21 July 2015 | markwood272
Quite a find and no subtitles required
Saw this via YouTube 7/20/15. I understood the dialogue only intermittently in this charmingly simple reworking of the Hollywood "hey-let's-put-on-a-show" formula. Only here the "show" is to consist of music, comedy, and a dose of strange advertising broadcast using a clandestine portable radio transmitter that is station "Radio X". This Gallic version of "pirate radio", a pacific reminder of the secret transmissions by the Resistance during the occupation, here delivers an audience to frustrated performers Philippe Lemaire, Christian Duvaleix, and Robert Destain among others. The attractive female lead played by Francoise Arnoul joins in to get back at her girdle-industry tycoon father (a Louis de Funes-esque Fred Pasquali) for his refusal to let her marry her singer-fiancé. The pirate transmitter hides first in the south. Here I really lost the dialogue, maybe because the French "southern" accent is hard for a non-francophone to understand.
But the important thing is the music, and the songs are a treat.
Later, with the police closing in on the group the operation takes to the road and eventually tickles the airwaves with music and song from a barge! The crowd of merrymakers grows to include the entire Ray Ventura Band – a truckload of musical talent. For good measure at one point the stars flag down George Raft himself motoring to a rendezvous with a "beautiful girl" according to his translation. I had expected him to say "dame".

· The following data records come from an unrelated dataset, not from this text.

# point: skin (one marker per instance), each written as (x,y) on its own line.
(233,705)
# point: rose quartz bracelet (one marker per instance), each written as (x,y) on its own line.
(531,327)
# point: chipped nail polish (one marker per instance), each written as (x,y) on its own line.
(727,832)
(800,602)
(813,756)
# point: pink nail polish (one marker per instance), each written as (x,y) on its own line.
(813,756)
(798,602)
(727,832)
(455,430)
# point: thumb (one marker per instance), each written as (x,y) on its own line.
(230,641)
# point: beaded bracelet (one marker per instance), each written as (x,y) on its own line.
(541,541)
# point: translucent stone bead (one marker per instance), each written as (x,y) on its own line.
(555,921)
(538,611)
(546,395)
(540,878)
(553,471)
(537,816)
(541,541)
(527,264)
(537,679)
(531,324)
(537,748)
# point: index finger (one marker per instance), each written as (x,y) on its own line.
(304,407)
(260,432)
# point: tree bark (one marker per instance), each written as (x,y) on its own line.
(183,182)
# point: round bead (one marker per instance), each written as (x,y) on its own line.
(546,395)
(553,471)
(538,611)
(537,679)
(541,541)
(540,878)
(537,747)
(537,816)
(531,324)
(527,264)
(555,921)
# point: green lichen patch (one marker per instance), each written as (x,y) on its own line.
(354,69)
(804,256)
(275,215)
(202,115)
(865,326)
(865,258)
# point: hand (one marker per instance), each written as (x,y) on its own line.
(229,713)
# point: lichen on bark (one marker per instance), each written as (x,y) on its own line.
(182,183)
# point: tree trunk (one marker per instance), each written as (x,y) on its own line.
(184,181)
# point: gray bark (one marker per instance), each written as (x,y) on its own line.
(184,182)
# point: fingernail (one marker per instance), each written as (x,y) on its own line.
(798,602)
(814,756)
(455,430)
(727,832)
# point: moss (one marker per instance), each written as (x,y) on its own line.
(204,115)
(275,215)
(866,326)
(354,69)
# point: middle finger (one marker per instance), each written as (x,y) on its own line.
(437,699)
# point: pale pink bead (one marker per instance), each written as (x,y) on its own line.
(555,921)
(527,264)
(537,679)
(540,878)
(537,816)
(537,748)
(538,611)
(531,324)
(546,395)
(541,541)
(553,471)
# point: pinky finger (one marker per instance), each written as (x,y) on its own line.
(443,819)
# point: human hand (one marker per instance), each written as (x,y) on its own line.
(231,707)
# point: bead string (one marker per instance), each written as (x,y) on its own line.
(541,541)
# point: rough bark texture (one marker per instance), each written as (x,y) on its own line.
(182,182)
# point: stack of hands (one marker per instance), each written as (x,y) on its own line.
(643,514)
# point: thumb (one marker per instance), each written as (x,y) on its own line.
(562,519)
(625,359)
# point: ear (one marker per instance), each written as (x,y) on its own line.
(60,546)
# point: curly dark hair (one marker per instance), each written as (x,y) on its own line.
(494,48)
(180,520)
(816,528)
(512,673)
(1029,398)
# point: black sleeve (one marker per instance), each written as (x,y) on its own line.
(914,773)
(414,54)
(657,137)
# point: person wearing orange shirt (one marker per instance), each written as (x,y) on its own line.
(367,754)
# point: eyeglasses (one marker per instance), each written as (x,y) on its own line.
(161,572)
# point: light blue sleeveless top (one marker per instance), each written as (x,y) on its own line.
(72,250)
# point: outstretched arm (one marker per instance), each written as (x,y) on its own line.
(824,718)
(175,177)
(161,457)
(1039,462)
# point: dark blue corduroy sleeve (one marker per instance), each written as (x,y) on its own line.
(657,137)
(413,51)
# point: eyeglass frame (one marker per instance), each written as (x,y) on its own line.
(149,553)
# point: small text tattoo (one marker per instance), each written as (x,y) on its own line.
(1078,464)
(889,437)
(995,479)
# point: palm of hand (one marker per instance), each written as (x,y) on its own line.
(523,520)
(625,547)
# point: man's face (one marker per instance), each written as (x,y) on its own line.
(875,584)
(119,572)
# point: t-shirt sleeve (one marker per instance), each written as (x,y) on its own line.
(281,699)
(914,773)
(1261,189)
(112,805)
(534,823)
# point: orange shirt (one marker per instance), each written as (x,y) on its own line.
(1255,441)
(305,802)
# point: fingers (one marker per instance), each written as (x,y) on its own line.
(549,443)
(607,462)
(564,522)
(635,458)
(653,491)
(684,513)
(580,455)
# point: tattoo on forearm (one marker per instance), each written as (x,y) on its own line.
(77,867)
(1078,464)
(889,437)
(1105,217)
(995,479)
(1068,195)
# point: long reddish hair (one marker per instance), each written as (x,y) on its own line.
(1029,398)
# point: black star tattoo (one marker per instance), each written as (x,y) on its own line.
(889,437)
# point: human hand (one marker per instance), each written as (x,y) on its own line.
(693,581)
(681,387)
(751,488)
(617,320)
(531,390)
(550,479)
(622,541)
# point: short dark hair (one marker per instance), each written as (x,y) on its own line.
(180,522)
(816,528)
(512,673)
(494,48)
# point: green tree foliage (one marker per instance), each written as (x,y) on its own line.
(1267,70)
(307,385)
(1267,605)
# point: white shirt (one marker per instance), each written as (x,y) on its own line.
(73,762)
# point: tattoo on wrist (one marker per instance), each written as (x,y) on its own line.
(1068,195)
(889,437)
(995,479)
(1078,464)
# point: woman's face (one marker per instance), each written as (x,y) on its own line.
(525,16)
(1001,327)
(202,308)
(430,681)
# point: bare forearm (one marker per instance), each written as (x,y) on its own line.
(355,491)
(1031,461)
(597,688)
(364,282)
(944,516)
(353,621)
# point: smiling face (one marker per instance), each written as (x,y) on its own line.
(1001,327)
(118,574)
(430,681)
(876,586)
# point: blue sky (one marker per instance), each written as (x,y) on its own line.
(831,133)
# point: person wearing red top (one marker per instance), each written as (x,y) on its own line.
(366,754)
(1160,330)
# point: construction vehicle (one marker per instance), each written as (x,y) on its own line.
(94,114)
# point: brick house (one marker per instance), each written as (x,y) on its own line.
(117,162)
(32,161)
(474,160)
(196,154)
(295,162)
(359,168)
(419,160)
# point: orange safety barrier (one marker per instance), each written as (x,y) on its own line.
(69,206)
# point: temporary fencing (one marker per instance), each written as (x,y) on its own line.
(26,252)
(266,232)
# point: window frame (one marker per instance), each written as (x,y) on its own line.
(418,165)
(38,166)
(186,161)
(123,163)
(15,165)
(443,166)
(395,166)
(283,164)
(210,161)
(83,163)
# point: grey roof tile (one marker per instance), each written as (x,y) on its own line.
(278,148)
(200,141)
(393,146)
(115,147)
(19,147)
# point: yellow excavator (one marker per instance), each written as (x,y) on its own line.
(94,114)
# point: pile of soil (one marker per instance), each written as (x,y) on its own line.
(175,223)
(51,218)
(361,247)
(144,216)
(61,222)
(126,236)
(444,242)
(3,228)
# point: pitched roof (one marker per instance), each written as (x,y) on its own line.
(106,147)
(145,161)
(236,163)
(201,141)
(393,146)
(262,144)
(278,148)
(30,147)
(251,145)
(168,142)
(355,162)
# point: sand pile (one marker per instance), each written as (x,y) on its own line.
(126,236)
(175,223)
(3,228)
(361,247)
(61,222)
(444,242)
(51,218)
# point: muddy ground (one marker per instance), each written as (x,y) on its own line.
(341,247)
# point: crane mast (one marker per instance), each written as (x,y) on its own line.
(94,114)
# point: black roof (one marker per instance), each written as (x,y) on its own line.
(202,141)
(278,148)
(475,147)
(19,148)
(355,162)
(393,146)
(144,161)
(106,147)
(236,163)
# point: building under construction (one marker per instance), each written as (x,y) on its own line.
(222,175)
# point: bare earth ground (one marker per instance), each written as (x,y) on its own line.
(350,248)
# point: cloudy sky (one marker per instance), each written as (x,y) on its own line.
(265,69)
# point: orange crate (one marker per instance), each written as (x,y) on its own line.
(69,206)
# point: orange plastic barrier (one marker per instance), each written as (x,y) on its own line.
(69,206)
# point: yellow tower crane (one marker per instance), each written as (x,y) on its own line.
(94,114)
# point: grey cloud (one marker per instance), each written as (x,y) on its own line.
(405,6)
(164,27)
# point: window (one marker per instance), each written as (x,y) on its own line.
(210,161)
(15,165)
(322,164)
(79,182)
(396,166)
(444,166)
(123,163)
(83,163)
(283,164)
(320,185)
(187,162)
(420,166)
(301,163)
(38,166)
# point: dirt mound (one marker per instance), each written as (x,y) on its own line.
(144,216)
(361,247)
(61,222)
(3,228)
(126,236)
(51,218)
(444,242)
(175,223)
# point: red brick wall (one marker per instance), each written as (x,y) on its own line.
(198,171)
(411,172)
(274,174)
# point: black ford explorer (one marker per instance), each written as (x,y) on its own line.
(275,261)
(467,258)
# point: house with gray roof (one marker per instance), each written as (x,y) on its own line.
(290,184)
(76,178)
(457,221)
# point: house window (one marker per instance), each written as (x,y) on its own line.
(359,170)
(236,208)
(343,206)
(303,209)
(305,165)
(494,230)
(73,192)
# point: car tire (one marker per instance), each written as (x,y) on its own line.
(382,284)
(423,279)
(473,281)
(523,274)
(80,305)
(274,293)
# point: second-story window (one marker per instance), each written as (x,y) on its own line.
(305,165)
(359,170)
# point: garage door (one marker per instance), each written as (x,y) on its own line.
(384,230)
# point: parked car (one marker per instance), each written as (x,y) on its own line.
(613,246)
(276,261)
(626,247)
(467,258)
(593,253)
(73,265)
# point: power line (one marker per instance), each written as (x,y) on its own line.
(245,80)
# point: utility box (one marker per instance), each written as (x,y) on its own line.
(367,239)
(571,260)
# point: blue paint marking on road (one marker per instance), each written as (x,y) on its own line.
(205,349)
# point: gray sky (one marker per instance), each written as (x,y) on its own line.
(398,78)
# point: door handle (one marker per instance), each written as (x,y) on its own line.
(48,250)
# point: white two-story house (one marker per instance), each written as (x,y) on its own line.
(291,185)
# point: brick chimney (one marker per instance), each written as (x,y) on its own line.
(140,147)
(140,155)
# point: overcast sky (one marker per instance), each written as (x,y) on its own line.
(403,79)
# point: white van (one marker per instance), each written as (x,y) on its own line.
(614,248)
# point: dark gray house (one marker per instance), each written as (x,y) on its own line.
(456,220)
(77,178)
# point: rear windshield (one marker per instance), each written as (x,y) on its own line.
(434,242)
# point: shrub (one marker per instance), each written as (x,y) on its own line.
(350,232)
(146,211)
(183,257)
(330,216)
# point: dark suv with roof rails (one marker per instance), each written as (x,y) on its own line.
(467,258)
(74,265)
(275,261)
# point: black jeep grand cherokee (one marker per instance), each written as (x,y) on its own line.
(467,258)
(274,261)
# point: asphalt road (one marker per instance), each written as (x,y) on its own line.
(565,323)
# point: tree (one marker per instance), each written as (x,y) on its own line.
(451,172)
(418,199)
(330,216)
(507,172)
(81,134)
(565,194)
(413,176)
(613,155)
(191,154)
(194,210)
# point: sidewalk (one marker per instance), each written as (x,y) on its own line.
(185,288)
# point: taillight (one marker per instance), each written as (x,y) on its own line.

Too many French films promoted for export sold to Americans as comedies turn out to be disappointingly serious, missing the famous French joie de vivre. But... if you want a good taste of that joie de vivre, the real thing captured on film, watch this movie. The joy and energy of these actors singing their way around France will get to you very quickly. With the exception of George Raft I had never heard of anyone associated with this movie, making the entire cast and crew a "discovery" for me. If someone ever puts together a French answer to "That's Entertainment" (1974), "Nous Irons a Paris" belongs there. The Ray Ventura orchestra loaded onto the back of a flatbed reminded me of the itinerant mimes in "Blow-Up" (1966) or the cross country bus trip (in more ways than one) of Ken Kesey's Merry Pranksters in 1964. But what somber affairs those were compared to this movie – the 1950 radio "pirates" had a much better time! The movie is similar in spirit to "Dragees au Poivre" (1963) and even "A Hard Day's Night" (1964). To repeat, watch this movie, even if you don't understand a word of the dialogue. The fun in this movie is its own international language, and no subtitles are needed.